Back to Hudi

Licensed to the Apache Software Foundation (ASF) under one

hudi-notebooks/notebooks/04-schema-evolution.ipynb

0.5.39.6 KB
Original Source
python
#  Licensed to the Apache Software Foundation (ASF) under one
#  or more contributor license agreements.  See the NOTICE file
#  distributed with this work for additional information
#  regarding copyright ownership.  The ASF licenses this file
#  to you under the Apache License, Version 2.0 (the
#  "License"); you may not use this file except in compliance
#  with the License.  You may obtain a copy of the License at
#
#      http://www.apache.org/licenses/LICENSE-2.0
#
#  Unless required by applicable law or agreed to in writing, software
#  distributed under the License is distributed on an "AS IS" BASIS,
#  WITHOUT WARRANTIES OR CONDITIONS OF ANY KIND, either express or implied.
#  See the License for the specific language governing permissions and
# limitations under the License.
<center> </center>

Schema Evolution with Apache Hudi: Concepts and Practical Use

Welcome to this hands-on guide to Schema Evolution with Apache Hudi. In a modern data lake, schemas are rarely static. As business requirements change, we need to be able to modify our data's structure, such as adding new columns or changing data types—without breaking our data pipelines. Hudi provides powerful, built-in features to manage these changes gracefully, turning your data lake into a flexible, database-like environment.

In this notebook, we will demonstrate the following key schema evolution concepts:

1. Schema Evolution on Write

Hudi allows several schema changes safely as long as they adhere to backward-compatibility rules.

Supported Changes:

  • Adding new nullable columns at root or nested levels
  • Promoting a field’s data type within compatibility matrix (e.g., int → long)

2. Schema Evolution on Read (Experimental)

Hudi offers experimental, more flexible evolution behavior only during queries.
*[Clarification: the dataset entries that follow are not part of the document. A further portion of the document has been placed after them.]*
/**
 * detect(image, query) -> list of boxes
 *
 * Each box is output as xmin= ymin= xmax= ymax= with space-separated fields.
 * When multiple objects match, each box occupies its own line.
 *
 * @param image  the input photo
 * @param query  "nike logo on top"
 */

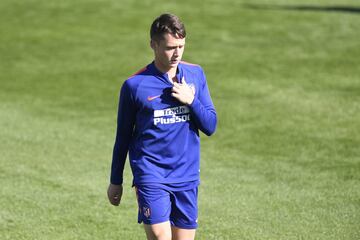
xmin=147 ymin=95 xmax=161 ymax=101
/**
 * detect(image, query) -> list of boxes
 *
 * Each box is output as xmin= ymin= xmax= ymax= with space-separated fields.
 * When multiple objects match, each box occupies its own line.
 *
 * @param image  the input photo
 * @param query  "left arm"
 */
xmin=171 ymin=72 xmax=217 ymax=136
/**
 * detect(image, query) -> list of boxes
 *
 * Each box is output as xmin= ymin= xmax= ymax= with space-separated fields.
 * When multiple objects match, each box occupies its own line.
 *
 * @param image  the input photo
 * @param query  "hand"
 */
xmin=171 ymin=77 xmax=195 ymax=105
xmin=107 ymin=183 xmax=123 ymax=206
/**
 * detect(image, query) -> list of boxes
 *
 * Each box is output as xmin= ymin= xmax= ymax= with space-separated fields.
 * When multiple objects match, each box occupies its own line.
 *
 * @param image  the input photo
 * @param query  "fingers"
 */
xmin=171 ymin=79 xmax=194 ymax=105
xmin=173 ymin=82 xmax=180 ymax=88
xmin=172 ymin=86 xmax=180 ymax=94
xmin=173 ymin=77 xmax=186 ymax=86
xmin=182 ymin=76 xmax=187 ymax=84
xmin=110 ymin=195 xmax=121 ymax=206
xmin=107 ymin=184 xmax=123 ymax=206
xmin=172 ymin=82 xmax=187 ymax=91
xmin=108 ymin=194 xmax=119 ymax=206
xmin=171 ymin=92 xmax=180 ymax=99
xmin=172 ymin=83 xmax=192 ymax=97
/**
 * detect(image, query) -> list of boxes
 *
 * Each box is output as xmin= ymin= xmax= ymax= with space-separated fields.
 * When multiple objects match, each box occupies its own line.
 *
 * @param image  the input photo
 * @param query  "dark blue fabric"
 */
xmin=111 ymin=61 xmax=217 ymax=185
xmin=136 ymin=185 xmax=199 ymax=229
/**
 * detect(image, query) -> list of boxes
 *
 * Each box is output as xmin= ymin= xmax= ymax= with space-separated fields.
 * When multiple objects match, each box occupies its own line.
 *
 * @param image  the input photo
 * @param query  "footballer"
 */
xmin=107 ymin=13 xmax=217 ymax=240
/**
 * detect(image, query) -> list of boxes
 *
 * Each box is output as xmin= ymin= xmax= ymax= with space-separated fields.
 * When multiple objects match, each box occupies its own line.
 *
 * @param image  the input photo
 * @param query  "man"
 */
xmin=107 ymin=13 xmax=217 ymax=240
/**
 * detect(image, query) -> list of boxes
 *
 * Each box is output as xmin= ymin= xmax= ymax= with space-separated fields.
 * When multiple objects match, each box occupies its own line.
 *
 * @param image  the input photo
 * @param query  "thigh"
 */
xmin=144 ymin=221 xmax=172 ymax=240
xmin=135 ymin=185 xmax=172 ymax=225
xmin=170 ymin=187 xmax=198 ymax=230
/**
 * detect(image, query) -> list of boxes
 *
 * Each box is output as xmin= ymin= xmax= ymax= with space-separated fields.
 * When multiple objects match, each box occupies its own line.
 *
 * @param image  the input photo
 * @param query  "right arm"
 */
xmin=108 ymin=81 xmax=136 ymax=205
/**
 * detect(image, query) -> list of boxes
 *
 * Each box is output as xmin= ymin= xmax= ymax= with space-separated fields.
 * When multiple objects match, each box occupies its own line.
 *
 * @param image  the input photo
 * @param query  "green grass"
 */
xmin=1 ymin=0 xmax=360 ymax=239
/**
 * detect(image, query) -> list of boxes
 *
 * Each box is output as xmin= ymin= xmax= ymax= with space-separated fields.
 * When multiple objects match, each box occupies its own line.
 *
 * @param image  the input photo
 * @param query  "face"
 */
xmin=151 ymin=33 xmax=186 ymax=72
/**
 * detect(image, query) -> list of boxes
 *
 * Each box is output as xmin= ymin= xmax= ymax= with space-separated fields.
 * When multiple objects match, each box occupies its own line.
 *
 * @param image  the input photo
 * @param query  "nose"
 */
xmin=173 ymin=47 xmax=179 ymax=57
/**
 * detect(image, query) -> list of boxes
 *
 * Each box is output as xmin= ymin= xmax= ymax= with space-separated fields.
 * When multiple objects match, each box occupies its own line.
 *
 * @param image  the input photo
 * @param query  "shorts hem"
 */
xmin=170 ymin=221 xmax=198 ymax=230
xmin=138 ymin=218 xmax=170 ymax=225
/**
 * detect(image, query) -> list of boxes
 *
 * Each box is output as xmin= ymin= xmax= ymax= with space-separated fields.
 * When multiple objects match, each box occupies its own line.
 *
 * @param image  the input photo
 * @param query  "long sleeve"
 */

This allows operations like renaming, deleting, or modifying nested columns when reading.

To enable it we need to use the below configuration.

  • hoodie.schema.on.read.enable=true

Supported transformations during read include:

  • Add/delete/modify/move columns
  • Rename columns
  • Operations on nested columns of the Array type

Setting up the Environment

First, we begin by importing our necessary libraries and starting a SparkSession configured to work with Hudi and MinIO.

python
%run utils.py

Now, let's start the SparkSession. We'll give it the app name 'Schema-Evolution' and configure it to use our Hudi and MinIO settings.

python
spark = get_spark_session("Hudi Schema Evolution")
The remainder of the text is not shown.